2225050

Lovoo: Untersuchungsverfahren gegen Geldauflage eingestellt

30.09.2016 | 14:34 Uhr |

Zwölf Lovoo-Mitarbeiter müssen eine Geldauflage in Höhe von 1,2 Millionen Euro wegen der Verwendung von Fake-Profilen zahlen.

Die Staatsanwaltschaft Dresden hat das Ermittlungsverfahren gegen den Dating-Dienst Lovoo eingestellt . Wegen Betruges müssen mehrere Mitarbeiter des Unternehmens Geldauflagen in einer Gesamthöhe von 1,2 Millionen Euro leisten. 900.000 Euro davon sollen gemeinnützigen, regionalen Einrichtungen zugute kommen. 300.000 Euro wandern in die Staatskasse.

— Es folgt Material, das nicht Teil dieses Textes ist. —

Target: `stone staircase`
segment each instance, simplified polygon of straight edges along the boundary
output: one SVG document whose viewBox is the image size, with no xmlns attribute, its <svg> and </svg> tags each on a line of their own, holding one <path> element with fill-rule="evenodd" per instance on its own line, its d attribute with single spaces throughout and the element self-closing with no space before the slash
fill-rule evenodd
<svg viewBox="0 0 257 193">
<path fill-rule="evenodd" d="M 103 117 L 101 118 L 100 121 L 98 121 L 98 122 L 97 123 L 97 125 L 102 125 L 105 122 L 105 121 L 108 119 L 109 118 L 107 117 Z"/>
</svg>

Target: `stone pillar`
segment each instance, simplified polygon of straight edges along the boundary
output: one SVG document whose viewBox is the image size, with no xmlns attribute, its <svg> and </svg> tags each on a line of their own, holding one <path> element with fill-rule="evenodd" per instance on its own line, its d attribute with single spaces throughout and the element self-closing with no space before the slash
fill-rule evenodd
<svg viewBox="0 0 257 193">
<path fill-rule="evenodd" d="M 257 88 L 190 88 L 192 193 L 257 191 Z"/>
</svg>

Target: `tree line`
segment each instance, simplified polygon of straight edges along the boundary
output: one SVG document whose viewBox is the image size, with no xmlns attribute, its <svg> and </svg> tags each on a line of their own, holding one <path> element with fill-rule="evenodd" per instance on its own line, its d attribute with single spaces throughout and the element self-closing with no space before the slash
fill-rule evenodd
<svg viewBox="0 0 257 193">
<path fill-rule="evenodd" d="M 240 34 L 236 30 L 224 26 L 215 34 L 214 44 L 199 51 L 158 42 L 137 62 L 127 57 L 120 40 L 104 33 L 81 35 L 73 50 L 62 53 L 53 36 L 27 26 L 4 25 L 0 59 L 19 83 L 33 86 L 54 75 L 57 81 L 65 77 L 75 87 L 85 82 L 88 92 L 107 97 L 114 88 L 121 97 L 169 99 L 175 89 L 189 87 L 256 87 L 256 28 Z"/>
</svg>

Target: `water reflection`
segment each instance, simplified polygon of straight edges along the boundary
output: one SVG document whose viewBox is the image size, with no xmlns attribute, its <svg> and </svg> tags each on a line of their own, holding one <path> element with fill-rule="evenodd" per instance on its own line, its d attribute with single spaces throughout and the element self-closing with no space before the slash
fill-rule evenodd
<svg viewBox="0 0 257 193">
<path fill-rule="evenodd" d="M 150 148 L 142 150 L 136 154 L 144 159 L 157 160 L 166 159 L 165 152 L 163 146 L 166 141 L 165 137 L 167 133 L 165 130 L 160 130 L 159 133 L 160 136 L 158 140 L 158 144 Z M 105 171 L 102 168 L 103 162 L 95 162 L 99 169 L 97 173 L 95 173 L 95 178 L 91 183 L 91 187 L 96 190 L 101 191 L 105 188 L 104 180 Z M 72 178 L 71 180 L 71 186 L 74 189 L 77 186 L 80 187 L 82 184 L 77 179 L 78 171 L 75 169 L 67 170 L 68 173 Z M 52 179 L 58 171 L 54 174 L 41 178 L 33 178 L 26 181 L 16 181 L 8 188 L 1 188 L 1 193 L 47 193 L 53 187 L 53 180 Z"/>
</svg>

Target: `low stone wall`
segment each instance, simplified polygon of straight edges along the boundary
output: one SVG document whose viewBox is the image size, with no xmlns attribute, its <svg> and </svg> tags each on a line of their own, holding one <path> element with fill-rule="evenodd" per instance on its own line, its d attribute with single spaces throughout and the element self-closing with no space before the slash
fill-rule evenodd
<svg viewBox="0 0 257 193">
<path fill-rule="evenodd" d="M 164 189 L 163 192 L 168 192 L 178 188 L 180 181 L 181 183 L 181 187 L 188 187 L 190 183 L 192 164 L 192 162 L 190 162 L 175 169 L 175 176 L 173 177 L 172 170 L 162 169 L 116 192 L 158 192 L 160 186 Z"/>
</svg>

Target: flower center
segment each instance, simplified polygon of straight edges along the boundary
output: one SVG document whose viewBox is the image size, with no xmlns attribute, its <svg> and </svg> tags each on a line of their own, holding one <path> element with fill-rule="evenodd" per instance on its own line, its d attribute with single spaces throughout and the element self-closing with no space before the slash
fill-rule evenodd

Laut der Staatsanwaltschaft Dresden seien das rund 20.000 Euro mehr als Lovoo durch die Manipulation von Quellcode nachgewiesen werden konnte. Eingestellt wurde das Verfahren den Angaben zufolge, weil der Schaden für die individuellen Nutzer mit maximal 20 Euro vergleichsweise gering ausgefallen sei. Zudem seien die Betreiber des Portals nicht vorbestraft und hätten sich im Rahmen der Ermittlungen kooperativ gezeigt.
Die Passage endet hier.